Der Dom zu Naumburg PDF

Kathedralkapitel der Dom zu Naumburg PDF Domstift bezeichnet, ist die Leitungskörperschaft einer Bischofskirche in administrativen und liturgischen Fragen. Eine andere Erklärung des Begriffs leitet sich aus der gemeinsamen Lebensordnung der betreffenden Kleriker ab: Die entsprechenden Regeln wurden während der täglichen Zusammenkünfte kapitelweise vorgelesen. Das Domkapitel unterstützt den Bischof als eigenständige juristische Person in der Leitung des Bistums.

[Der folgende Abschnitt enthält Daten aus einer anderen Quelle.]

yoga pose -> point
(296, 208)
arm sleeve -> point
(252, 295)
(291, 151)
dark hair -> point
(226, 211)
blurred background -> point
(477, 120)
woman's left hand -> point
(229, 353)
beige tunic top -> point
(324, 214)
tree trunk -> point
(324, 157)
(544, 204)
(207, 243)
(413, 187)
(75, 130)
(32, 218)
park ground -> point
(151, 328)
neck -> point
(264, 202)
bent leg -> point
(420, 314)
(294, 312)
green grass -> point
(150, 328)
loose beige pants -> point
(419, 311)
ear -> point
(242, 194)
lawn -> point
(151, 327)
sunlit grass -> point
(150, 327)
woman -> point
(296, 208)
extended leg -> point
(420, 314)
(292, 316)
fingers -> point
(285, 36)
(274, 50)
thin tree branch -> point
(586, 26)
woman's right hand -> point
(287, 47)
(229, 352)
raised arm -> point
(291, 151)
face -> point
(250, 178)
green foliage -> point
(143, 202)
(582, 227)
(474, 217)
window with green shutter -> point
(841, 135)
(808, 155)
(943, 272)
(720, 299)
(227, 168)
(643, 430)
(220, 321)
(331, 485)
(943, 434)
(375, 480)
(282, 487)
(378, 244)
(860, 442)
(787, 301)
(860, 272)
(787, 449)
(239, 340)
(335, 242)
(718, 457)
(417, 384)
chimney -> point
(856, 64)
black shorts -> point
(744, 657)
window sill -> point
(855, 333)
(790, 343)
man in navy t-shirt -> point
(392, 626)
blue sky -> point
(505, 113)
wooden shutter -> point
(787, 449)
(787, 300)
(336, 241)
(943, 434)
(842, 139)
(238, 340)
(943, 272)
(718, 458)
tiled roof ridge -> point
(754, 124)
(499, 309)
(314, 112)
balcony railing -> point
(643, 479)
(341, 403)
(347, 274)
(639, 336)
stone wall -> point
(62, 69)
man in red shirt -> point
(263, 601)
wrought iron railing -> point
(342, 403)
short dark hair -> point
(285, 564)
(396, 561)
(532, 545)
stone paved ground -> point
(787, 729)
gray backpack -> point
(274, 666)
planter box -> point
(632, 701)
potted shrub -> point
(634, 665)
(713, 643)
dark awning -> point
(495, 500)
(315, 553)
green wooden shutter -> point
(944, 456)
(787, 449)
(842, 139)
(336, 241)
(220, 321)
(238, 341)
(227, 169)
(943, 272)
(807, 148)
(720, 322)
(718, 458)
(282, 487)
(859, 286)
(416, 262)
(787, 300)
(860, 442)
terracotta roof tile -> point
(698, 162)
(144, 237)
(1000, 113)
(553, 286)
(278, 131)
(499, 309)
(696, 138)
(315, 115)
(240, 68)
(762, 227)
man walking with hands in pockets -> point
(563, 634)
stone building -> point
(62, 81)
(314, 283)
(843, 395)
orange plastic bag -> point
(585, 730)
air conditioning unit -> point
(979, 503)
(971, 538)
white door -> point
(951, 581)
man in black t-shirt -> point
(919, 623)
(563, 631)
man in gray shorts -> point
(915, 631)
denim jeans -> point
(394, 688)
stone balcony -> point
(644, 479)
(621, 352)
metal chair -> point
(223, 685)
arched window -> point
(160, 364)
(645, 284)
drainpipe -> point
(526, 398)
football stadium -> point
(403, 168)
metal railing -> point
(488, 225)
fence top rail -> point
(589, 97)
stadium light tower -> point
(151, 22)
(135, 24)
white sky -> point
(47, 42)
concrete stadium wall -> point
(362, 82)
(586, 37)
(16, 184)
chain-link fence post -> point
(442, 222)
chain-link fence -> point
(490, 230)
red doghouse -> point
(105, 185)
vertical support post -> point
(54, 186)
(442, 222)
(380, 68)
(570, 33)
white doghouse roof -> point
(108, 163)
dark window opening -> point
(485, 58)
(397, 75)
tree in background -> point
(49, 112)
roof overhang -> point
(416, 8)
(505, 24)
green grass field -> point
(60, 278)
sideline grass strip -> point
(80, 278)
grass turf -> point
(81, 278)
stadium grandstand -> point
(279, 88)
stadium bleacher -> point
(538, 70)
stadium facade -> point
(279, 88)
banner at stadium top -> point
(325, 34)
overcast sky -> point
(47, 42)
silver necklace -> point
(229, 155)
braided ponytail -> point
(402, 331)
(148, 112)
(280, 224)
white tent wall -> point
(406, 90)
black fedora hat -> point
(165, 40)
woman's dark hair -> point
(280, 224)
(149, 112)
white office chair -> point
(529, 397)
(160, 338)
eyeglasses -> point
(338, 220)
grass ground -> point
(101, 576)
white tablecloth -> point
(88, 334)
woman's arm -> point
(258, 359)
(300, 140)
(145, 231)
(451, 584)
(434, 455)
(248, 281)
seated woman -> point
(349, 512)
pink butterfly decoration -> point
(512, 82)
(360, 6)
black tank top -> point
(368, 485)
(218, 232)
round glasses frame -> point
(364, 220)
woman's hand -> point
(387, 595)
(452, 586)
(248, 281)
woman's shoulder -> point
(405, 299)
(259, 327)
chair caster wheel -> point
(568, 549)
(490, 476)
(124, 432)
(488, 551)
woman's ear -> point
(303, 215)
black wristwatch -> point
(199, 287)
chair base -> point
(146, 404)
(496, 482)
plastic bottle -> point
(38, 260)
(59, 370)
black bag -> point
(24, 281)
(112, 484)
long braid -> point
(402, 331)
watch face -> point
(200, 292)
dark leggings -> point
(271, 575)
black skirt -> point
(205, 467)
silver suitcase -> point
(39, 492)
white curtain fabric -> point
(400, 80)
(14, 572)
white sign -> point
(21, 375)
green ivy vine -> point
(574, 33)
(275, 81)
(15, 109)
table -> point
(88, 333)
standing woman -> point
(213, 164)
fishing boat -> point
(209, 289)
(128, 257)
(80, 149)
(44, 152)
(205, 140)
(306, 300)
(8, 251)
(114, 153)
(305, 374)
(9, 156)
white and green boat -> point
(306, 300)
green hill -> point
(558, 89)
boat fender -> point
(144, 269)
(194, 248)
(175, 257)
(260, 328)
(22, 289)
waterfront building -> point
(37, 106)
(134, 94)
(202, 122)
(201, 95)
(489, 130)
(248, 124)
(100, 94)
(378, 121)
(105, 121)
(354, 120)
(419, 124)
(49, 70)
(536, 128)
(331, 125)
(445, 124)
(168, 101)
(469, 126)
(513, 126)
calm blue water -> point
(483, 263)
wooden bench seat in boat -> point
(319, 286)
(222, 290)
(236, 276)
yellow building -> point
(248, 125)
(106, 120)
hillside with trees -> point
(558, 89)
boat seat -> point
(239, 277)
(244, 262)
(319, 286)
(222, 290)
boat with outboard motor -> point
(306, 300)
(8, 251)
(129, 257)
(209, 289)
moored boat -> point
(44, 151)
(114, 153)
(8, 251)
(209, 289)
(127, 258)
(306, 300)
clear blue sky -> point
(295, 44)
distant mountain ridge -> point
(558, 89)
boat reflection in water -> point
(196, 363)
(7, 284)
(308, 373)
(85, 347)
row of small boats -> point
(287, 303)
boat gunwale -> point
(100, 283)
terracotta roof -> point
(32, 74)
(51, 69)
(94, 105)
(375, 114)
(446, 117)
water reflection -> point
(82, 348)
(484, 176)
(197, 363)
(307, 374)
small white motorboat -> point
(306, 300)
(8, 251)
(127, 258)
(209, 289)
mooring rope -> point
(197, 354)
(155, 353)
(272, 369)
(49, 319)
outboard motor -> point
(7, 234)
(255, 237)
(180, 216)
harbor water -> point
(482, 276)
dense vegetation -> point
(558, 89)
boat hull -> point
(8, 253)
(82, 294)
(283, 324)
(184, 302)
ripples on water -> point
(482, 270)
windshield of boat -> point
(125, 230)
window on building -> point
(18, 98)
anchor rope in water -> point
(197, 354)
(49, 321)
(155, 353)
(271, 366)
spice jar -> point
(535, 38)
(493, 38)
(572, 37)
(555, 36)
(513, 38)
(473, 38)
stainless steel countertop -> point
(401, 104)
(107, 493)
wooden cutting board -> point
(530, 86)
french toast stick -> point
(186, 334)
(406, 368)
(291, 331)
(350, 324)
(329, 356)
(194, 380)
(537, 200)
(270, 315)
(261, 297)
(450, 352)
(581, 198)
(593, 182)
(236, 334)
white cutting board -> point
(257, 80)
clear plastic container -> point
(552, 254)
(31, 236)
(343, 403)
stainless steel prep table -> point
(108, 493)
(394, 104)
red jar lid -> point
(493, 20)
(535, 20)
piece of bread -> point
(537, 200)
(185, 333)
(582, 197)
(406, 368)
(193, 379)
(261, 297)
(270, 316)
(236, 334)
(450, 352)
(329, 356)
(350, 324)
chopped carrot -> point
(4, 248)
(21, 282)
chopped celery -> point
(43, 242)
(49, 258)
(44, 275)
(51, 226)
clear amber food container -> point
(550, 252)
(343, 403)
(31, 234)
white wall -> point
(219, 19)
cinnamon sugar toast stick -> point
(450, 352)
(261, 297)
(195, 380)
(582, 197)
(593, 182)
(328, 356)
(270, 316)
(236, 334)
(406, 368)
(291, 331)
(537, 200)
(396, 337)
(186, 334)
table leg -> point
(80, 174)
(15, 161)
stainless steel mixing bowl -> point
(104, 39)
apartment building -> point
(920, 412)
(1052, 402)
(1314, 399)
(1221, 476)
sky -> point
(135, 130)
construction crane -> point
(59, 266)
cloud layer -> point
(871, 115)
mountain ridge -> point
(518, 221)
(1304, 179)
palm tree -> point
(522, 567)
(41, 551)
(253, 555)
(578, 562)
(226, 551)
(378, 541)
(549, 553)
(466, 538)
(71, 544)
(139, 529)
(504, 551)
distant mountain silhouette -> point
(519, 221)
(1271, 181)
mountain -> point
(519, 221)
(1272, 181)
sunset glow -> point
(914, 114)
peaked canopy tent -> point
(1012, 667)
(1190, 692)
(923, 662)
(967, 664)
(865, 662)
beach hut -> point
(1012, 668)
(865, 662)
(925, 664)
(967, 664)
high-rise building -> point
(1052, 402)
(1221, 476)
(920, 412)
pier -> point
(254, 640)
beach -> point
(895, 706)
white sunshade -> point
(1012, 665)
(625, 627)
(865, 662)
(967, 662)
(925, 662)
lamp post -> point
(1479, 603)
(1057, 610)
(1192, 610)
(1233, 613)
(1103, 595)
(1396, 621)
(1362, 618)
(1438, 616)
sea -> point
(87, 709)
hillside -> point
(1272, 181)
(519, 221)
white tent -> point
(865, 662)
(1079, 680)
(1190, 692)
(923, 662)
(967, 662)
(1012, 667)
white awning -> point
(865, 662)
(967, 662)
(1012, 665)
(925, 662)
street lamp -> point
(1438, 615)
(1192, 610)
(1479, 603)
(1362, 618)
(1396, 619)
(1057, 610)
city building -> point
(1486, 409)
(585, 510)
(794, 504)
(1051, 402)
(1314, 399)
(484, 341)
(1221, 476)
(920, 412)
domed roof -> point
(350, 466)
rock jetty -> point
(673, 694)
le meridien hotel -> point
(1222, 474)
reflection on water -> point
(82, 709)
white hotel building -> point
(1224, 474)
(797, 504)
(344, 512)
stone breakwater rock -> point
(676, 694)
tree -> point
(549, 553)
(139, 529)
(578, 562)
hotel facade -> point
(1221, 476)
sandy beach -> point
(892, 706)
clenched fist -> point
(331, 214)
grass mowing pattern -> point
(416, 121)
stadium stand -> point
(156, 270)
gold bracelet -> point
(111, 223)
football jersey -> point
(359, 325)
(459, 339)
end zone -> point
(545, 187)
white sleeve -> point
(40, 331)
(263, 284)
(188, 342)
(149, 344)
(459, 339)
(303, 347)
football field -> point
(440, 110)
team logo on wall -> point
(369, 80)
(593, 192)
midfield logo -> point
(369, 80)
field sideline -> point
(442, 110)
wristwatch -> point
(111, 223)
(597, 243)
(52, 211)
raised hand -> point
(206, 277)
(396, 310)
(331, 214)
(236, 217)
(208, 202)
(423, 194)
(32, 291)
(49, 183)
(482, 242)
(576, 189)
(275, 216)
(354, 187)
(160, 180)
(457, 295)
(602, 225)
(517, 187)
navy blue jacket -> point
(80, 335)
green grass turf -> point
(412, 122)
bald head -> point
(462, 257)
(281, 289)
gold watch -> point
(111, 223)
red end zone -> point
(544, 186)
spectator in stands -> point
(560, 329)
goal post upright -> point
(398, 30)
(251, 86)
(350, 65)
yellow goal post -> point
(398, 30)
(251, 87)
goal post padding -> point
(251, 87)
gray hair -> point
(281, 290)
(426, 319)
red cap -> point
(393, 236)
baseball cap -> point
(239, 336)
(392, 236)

Författare: Matthias Ludwig.

Der Naumburger Dom St. Peter und Paul gehört zu den berühmtesten deutschen Bauwerken des Mittelalters und ist das meistbesuchte Ziel an der Straße der Romanik. Die im Übergang von Spätromanik zur Frühgotik in der ersten Hälfte des 13. Jahrhunderts errichtete Kathedralkirche ist eingebettet in ein herausragendes architektonisches Ensemble von mittelalterlichen und frühneuzeitlichen Domherrenhöfen in der Domfreiheit und aufwendig gestalteten Bürgerhäusern der angrenzenden Ratsstadt. Vor 1250 entstand hier das Hauptwerk eines aus Frankreich stammenden Werktrupps von Bildhauern und Steinmetzen unter der Führung des ,’Naumburger Meisters‘, der eine herausragende Stellung innerhalb der europäischen Kathedralbaukunst der Frühgotik einnimmt, und dessen Weg über die Île de France, die Champagne, die Picardie bis nach Mainz, Naumburg und Meißen führte. Noch 800 Jahre später stehen Besucher fasziniert im Bann der unerwartet naturalistischen Gestaltung von Figuren und Pflanzen am Westlettner und des rätselhaften Zyklus von zwölf lebensgroßen Stifterfiguren mit der ,’Naumburger Uta‘ im Westchor.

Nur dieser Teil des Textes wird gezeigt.